Das Böse im Blut: Roman (German Edition)
frisch gezähmt, doch noch kaum an den Sattel gewöhnt, und mit Maultiervorräten, die sie in Saltillo und Monclova eingekauft hatten.
Die neuen Pferde steckten voller Gemeinheit, schnappten mit den Zähnen und verdrehten die Augen. »Diese kleinen Scheißviecher beißen und treten dich, wo sie nur können«, sagte Jaggers zu Edward, »aber sie reiten den ganzen Tag und die ganze Nacht mit nur ei’m Schluck Wasser und fressen den letzten Dreck – Steine, Erde, dein’ Hut, alles. Ein gemeineres oder härteres Pferd siehst du nur noch unter ’nem Komantschen.«
Ein Dutzend Mann aus der Gesellschaft ging in ein Restaurant, dessen einheimische Gäste mit offenem Mund diesem wie aus einem Albtraum entsprungenen wilden Haufen von Weißen und Indianern hinterherstarrten.

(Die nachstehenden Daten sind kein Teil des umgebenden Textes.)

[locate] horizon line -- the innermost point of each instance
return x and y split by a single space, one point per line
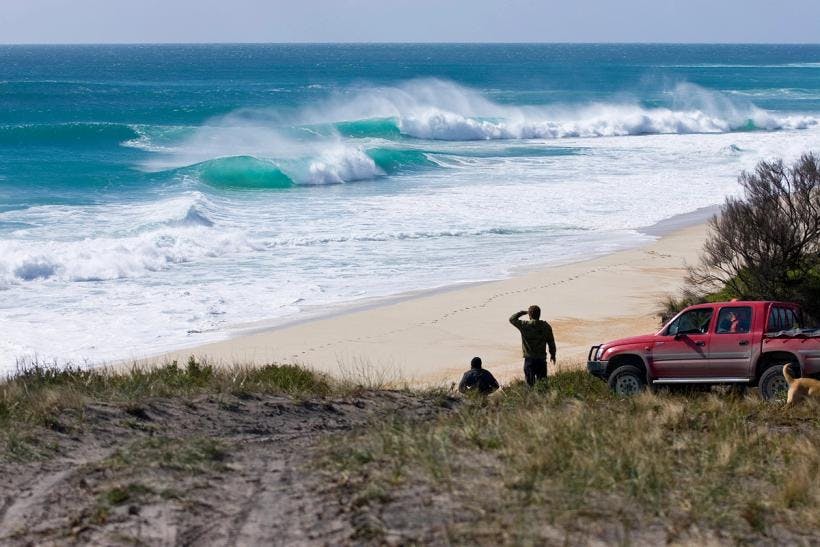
706 43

Die Bande aß sich satt und begab sich dann in eine Cantina, aus der binnen einer halben Minute nach ihrem Eintreten beinahe alle anderen Gäste verschwunden waren. Nur ein paar Machos hielten ihre Stellung an der Theke, und es kam nur zu zwei Schlägereien an diesem Abend. Ein junger, aber weißhaariger Australier namens Holcomb richtete einen mexikanischen Viehhändler übel zu, der ihn angeblich hämisch angesehen hatte, und ein mexikanisch-indianisches Halbblut namens Chato zerbrach eine Flasche über dem Kopf eines Cowboys und stach ihm mit dem scharf gezackten Rand ein Auge aus, weil der Cowboy irgendwas von wegen »indio mugroso« gemurmelt hatte. Aber niemand wurde getötet, und es ließen sich keine Gesetzesvertreter blicken, und vor Sonnenaufgang ritten sie hinaus, im Schlepptau die Caballada und die Lasttiere, jeder Mann schmaläugig und gereizt im Schmerz seines Katers.
Das Gelände vor ihnen stieg an. Sie kamen zu den südlichen Ausläufern der Sierra del Carmen und dahinter die Encantadas, und im Verlauf der nächsten Wochen überquerten sie diese auf ansteigenden Serpentinen und über schmale Pässe, deren Wände dunkel und immer höher aufragten und an die sich hängender Wacholder und Feigenkaktus mit roten Früchten klammerten und stelzige Agaven mit Mittelstämmen, so lang wie spanische Lanzen. Das Hufgeklapper ihrer Pferde hallte von den Felswänden wider. Sie erlegten und brieten Wildschweine zum Abendessen und füllten ihre Feldflaschen aus eisigen Bächen; in den mondbeschienenen Abenden bauschte sich ihr Atem wie Wolken blauen Rauchs. Ihre Lagerfeuer duckten sich, sprangen und wirbelten in den wechselhaften Canyonwinden. Sie hörten Pumas in den Barrancas schreien. In diesem hoch gelegenen Gebiet hatten sie keine Anzeichen der Wilden erwartet und fanden auch keine. Mit der Zeit flachte der Pfad ab, wand sich um die Felswände herum, schnitt durch Buschwerk von Wacholder und Pinyon-Kiefern und begann seinen langsamen Abstieg. Als sie schließlich auf einen Schwemmfächer, eine Bajada, hinauskamen, erspähten sie im Westen ein Gewirbel von Geiern, und gegen Mittag des folgenden Tages stießen sie auf ein Dorf in Ruinen, die noch rauchten.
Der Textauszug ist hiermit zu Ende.